In addition to the therapies applied in our center established forms of therapy with reliable long-term results from international studies, other clinics also use treatments - including cryotherapy - whose efficacy has not been proven or is not yet sufficiently proven, or whose long-term side effects are unknown.
Cryotherapy is the controlled destruction of tissue (e.g. the prostate) by repeated freezing and thawing. In this process, two different cell-destroying processes are triggered. One is cell dehydration caused by extracellular freezing with accompanying increase in intracellular concentration of salts, and the other is intracellular freezing. Nowadays, cryotherapy is performed by means of argon and helium gases mediated cold and heat cycles. Similar to brachytherapy, cryoprobes (needles 1.47 mm in diameter) are positioned transperineally in the prostate using a perforated template. Argon and helium can then circulate alternately in the probes, with icing caused by gas expansion (the so-called Joule-Thomson effect; pressure drop causes heat loss; as an example, consider the balloon that is allowed to deflate quickly) leading to the formation of ice specifically at the needle tips.
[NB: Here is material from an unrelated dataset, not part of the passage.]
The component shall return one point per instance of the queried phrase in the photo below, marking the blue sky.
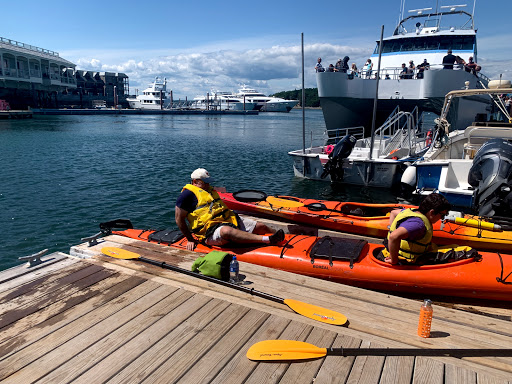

The use of many of these very thin needles, the temperature sensors, the good controllability of the cold and heat supply as well as the ultrasound monitoring of the frostbite allow a largely uniform temperature distribution within the prostate with fairly good demarcation from the surrounding tissue.
Like radical surgery and brachytherapy, cryotherapy is a so-called local therapy and is therefore only suitable for localized prostate carcinomas. Some studies show therapeutic success in the short follow-up period similar to or worse than that of surgery and radiotherapy (1,2). The disadvantage of cryotherapy is the relative incidence of urinary incontinence (up to 4.8%) and the absolute incidence of impotence (erectile dysfunction 80% after 18 and 76% after 24 months) (3,4). Because of this side effect profile, we currently believe that cryotherapy is only suitable for secondary treatment in recurrent prostate cancer.
Pisters LL et al. Salvage cryoablation: initial results from the cryo on-line data registry. J Urol. 2008 Aug;180(2):559-63
Ng CK et al. Salvage cryoablation of the prostate: follow-up and analysis of predictive factors for outcome. J Urol. 2007 Oct;178(4 Pt 1): 1253-7
Jones JS et al. Whole gland primary prostate cryoablation: initial results from the cryo on-line data registry. J Urol. 2008 Aug;180(2):554-8
Asterling S et al. Prospective evaluation of sexual function in patients receiving cryosurgery as a primary radical treatment for localized prostate cancer. BJU Int. 2008 Sep 12 (Epub ahead of print).